The first problem that Zambia, or any other country like the Gulf states, faces is that extractive industries are not labour-intensive, and thus not many jobs are created. As experienced in the Gulf, jobs are often taken by expatriates, who send their wages home, and thus the benefit to the local economy is further reduced. For growth, labour-intensive industries work, as in textile made-ups, which Pakistan already has
Apart from being capital-intensive, there is a strong chance of extractive equipment having to be imported. An example is the interest shown by the Prime Minister in the Belaz factory in Belarus during his recent visit. Belaz is one of the world’s largest makers of dump trucks and other vehicles needed around mining sites. If it sold those vehicles, the proceeds of the bonanza would at least partially end up in Belarus. It should be remembered that as the deposit is being exploited by a foreign firm, the chances are its engineers would like to source their equipment from known suppliers, who would inevitably be abroad.
Then there is the exchange rate. Obviously, the boost in exports means that the local currency would rise in value. That incidentally means that other exports suffer. That is a problem for Gulf countries, but a gradual one, a potential one. For Pakistan it would be immediate, as its existing imports are quite substantial. As jobs are lost in those sectors, they will not be replaced by ones in extraction.
Mining towns are also notoriously difficult to police. Drugs and prostitution become commoner, which bring in their wake other crimes. Cultural restraints might come into play. But the boom of
First Beirut, and now of Dubai, as places where oil wealth could buy forbidden pleasures, show that those restraints are not dependable. In a province where separatism and religious militancy, adding good old-fashioned vice might make the province impossible to police.
Separatism is not just a problem for extraction activity, but it may be fuelled by that very extraction. There is what might be called the ‘blood diamond’ phenomenon, where rebels may fund their insurgency with revenues from extracted material. Incidentally, the presence of extractive mineral wealth works in favour of separatists in several ways.
First, it gives separatists a talking-point: it explains how they would fund a new state. It also allows them to claim that people are being ripped off by the state.

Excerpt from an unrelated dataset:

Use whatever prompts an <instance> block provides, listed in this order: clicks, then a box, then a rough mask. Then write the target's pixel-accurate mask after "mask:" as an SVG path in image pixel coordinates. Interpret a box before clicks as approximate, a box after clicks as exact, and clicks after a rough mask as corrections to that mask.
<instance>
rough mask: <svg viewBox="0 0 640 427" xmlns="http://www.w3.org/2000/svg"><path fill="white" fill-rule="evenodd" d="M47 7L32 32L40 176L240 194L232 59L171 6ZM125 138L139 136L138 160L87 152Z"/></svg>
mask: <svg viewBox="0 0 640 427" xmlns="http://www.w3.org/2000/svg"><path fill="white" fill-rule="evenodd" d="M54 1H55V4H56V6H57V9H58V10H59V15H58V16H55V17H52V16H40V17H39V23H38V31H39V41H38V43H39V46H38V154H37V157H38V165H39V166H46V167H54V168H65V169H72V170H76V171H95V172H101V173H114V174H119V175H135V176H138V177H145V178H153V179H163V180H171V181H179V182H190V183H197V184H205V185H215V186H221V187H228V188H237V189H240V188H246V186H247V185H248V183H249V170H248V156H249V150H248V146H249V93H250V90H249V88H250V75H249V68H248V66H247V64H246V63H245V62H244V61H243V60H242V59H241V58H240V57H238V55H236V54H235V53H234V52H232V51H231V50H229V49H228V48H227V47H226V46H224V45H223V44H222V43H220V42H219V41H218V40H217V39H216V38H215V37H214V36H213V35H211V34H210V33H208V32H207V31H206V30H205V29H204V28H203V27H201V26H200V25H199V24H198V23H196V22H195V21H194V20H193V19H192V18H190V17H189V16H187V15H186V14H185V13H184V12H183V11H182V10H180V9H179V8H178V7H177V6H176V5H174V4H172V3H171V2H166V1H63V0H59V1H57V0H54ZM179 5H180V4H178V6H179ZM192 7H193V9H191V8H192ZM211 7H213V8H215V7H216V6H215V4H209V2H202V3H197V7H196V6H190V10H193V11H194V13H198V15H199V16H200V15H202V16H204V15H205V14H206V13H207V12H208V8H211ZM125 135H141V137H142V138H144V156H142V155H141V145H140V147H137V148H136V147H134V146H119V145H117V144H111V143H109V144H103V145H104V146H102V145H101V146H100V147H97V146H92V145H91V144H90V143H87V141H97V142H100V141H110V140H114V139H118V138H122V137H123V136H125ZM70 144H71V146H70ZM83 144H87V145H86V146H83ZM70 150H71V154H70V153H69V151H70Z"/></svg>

Second, it allows extractors an alternative: they might hope for a better deal from the separatists than the one they have already got from the legitimate government. They may therefore fund the separatists.

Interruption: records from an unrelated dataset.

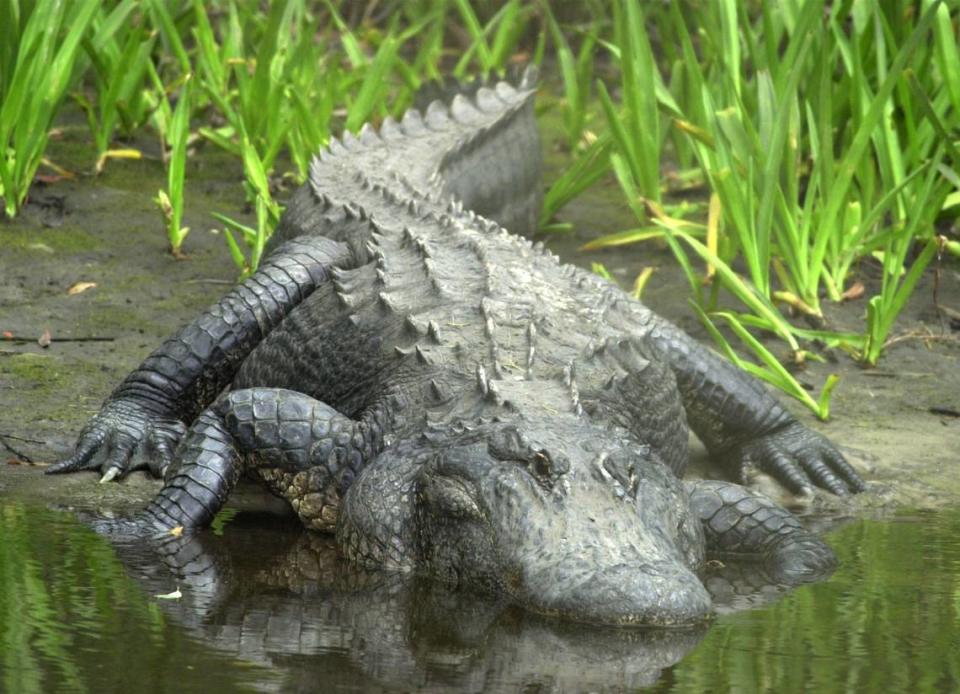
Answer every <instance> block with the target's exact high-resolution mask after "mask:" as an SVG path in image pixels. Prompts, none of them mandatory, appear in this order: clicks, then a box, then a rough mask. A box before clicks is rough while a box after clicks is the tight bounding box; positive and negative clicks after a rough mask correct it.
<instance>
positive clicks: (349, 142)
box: [340, 130, 360, 150]
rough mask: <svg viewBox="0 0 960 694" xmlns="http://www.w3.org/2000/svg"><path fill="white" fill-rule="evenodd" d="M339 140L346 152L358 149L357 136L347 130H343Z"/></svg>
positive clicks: (349, 131) (359, 145)
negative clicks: (342, 143) (343, 130)
mask: <svg viewBox="0 0 960 694" xmlns="http://www.w3.org/2000/svg"><path fill="white" fill-rule="evenodd" d="M340 138H341V139H342V140H343V146H344V147H346V148H347V149H348V150H356V149H359V148H360V141H359V140H357V136H356V135H354V134H353V133H352V132H350V131H349V130H344V131H343V134H342V135H341V136H340Z"/></svg>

Another problem is that the separatists may use the natural resource to fund themselves. It was just such a use by Sierra Leonese and Liberian insurgents, who depended on revenue from diamonds sold, yielded the term ‘blood diamonds’; with another example being the use of crude oil sales by Islamic State to fund itself when it had occupied large areas of Syria and Iraq. If Baloch separatists got hold of some gold workings, this would enable them to fund themselves much more lavishly than they can at present.
This is not to say that mineral extraction should be avoided. However, there are two caveats that need to be observed while going into them. First, it should not be expected that the country, or even the province, will be transformed. Even now, the largest of the oil-rich Gulf states, Saudi Arabia, still has a population of 33 million. Balochistan has one of about 15 million.
Second. The government should be aware of the problems and keep a lid on things. The emphasis must remain on developing capital, as well as on developing labour-intensive industries at home. For example, the copper extracted would probably form the basis of an electrical engineering industry here, and of gold a jewellery industry.
The Reko Diq project is indeed a godsend. But it, and any other similar projects, should not turn into an opportunity of lolling back and letting the money roll in, but should act as a spur to the nation to greater efforts.